FFmpeg (Command Line)
FFmpeg is a command-line tool that gives you complete control over every encoding parameter. It's not beginner-friendly, but it's extremely powerful and free. A basic compression command looks like:
ffmpeg -i input.mp4 -vcodec libx264 -crf 28 output.mp4 The CRF value (Constant Rate Factor) ranges from 0 (lossless) to 51 (maximum compression/lowest quality). Values between 18–28 cover most practical use cases — lower numbers mean better quality and larger files.
Compressor (Paid, from Apple)
Apple's Compressor app is designed for professional workflows and integrates with Final Cut Pro. It supports custom output destinations, batch processing, and advanced codec settings. It's worth considering if you're regularly compressing large volumes of video or working in a professional media environment.
Key Variables That Determine Your Results
The right method and settings depend on several factors that vary from user to user:
| Variable | Why It Matters |
|---|---|
| Original file format and codec | Some formats compress more efficiently than others |
| Target platform or use case | YouTube, email, archive, and streaming all have different sweet spots |
| Mac hardware (Apple Silicon vs Intel) | Apple Silicon Macs have a dedicated Media Engine that accelerates H.264 and HEVC encoding significantly |
| macOS version | Newer versions of macOS support more codecs and better hardware acceleration |
| Acceptable quality loss | Depends entirely on your audience and how the video will be watched |
| Output device compatibility | HEVC is smaller but not supported everywhere; H.264 is safer but larger |
How Codec Choice Changes Everything
The codec you export to has as much impact as resolution or bitrate settings:
- H.264 — the most compatible option; good compression, universally supported
- H.265 (HEVC) — roughly 40% smaller than H.264 at equivalent quality, but requires newer hardware to play smoothly and isn't supported on all platforms
- AV1 — even more efficient than HEVC, but encoding is slow and support is still growing
On Macs with Apple Silicon (M1 and later), HEVC encoding is hardware-accelerated, making it fast and practical. On older Intel Macs, HEVC encoding is done in software and can be significantly slower.

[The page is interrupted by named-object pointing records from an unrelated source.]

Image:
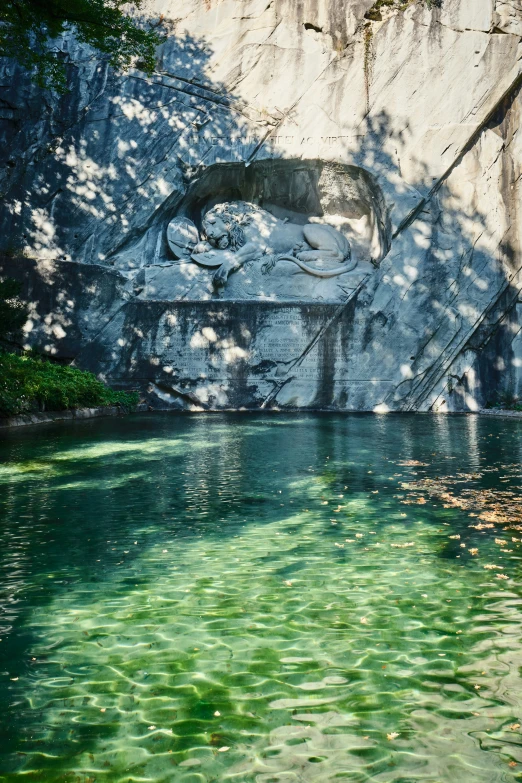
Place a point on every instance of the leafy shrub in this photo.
(30, 384)
(13, 312)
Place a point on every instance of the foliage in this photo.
(27, 28)
(374, 13)
(28, 384)
(13, 312)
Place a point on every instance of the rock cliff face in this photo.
(396, 124)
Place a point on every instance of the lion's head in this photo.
(223, 223)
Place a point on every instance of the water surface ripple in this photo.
(260, 599)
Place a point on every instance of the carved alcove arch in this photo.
(344, 196)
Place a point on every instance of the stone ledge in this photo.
(495, 412)
(80, 413)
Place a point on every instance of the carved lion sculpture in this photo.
(238, 232)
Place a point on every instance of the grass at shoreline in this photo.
(29, 384)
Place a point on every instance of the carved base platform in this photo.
(234, 355)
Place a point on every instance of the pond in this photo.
(262, 599)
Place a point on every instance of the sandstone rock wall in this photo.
(425, 102)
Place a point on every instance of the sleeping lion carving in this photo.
(238, 232)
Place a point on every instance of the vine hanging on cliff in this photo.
(29, 28)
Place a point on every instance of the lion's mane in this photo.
(234, 215)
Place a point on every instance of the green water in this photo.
(247, 598)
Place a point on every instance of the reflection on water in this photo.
(250, 599)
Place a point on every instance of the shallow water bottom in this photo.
(261, 599)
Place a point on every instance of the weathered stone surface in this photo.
(403, 132)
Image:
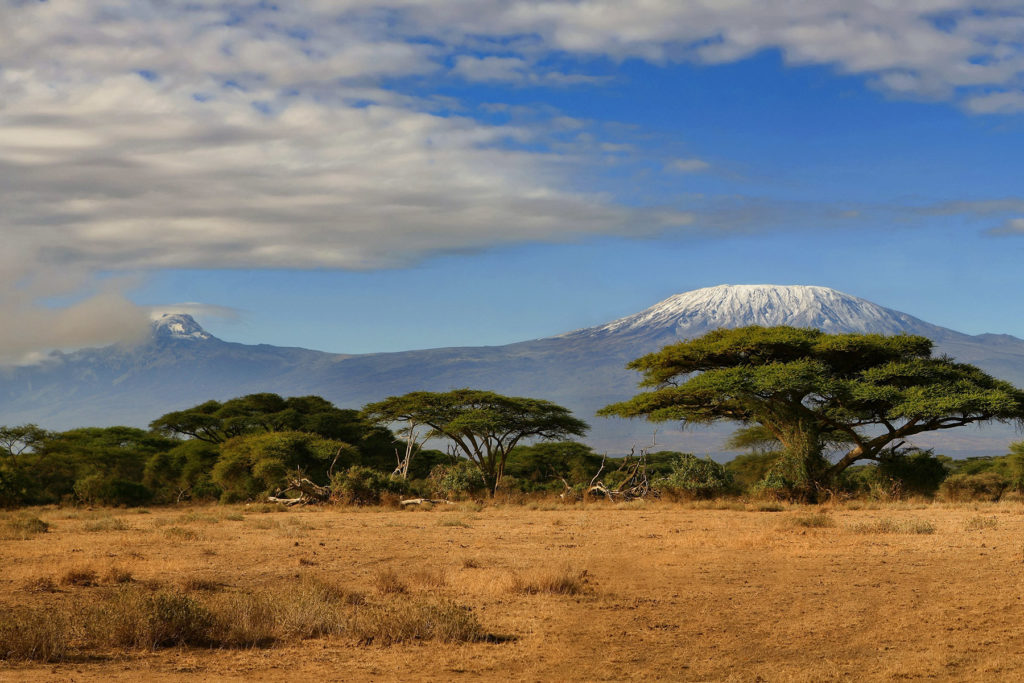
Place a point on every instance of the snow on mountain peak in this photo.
(694, 312)
(178, 326)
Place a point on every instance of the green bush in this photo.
(914, 473)
(984, 486)
(458, 480)
(365, 485)
(749, 469)
(694, 477)
(97, 489)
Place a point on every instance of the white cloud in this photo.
(196, 309)
(687, 165)
(1011, 226)
(997, 102)
(211, 134)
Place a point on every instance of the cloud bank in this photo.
(142, 135)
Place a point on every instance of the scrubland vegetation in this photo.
(726, 589)
(276, 525)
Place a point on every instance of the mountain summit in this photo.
(178, 326)
(583, 370)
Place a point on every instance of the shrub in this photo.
(897, 475)
(365, 485)
(984, 486)
(99, 489)
(458, 480)
(695, 477)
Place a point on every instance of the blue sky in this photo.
(382, 175)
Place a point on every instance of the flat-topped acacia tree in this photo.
(482, 425)
(825, 397)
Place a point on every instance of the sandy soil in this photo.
(673, 593)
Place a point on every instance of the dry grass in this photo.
(82, 577)
(814, 520)
(558, 582)
(981, 523)
(107, 524)
(889, 525)
(388, 582)
(23, 527)
(664, 591)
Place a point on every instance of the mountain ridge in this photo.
(182, 365)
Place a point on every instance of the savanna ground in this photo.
(653, 590)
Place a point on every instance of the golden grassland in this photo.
(647, 590)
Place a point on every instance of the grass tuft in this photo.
(815, 520)
(398, 623)
(888, 525)
(23, 527)
(981, 523)
(81, 578)
(388, 582)
(37, 635)
(559, 582)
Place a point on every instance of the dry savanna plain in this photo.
(545, 591)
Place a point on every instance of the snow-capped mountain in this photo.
(183, 365)
(178, 326)
(695, 312)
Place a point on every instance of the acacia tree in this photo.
(857, 396)
(482, 426)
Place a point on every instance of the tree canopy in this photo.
(482, 426)
(217, 422)
(855, 395)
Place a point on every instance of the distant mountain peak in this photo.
(694, 312)
(178, 326)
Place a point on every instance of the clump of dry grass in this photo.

What "Good Compression" Looks Like in Practice
There's no universal target file size for a "compressed video." Context determines everything:
- A 2-minute social media clip might need to be under 50MB with 1080p resolution maintained
- A 1-hour recorded meeting might be fine at 720p with aggressive compression
- A client deliverable might require 4K output with minimal quality loss regardless of file size
- An archived family video might prioritize quality over size since storage is the only constraint
The same source file could reasonably be compressed to anywhere from 20MB to 2GB depending on the use case — and both outputs could be "correct" for their respective purposes. 🎯
The Part That Only You Can Answer
Understanding compression methods, codecs, and tools gets you most of the way there. But the final decision — which tool, which codec, which quality setting — comes down to your specific video, your target file size, where that file needs to go, and what hardware you're working with. Those variables sit entirely on your side of the equation.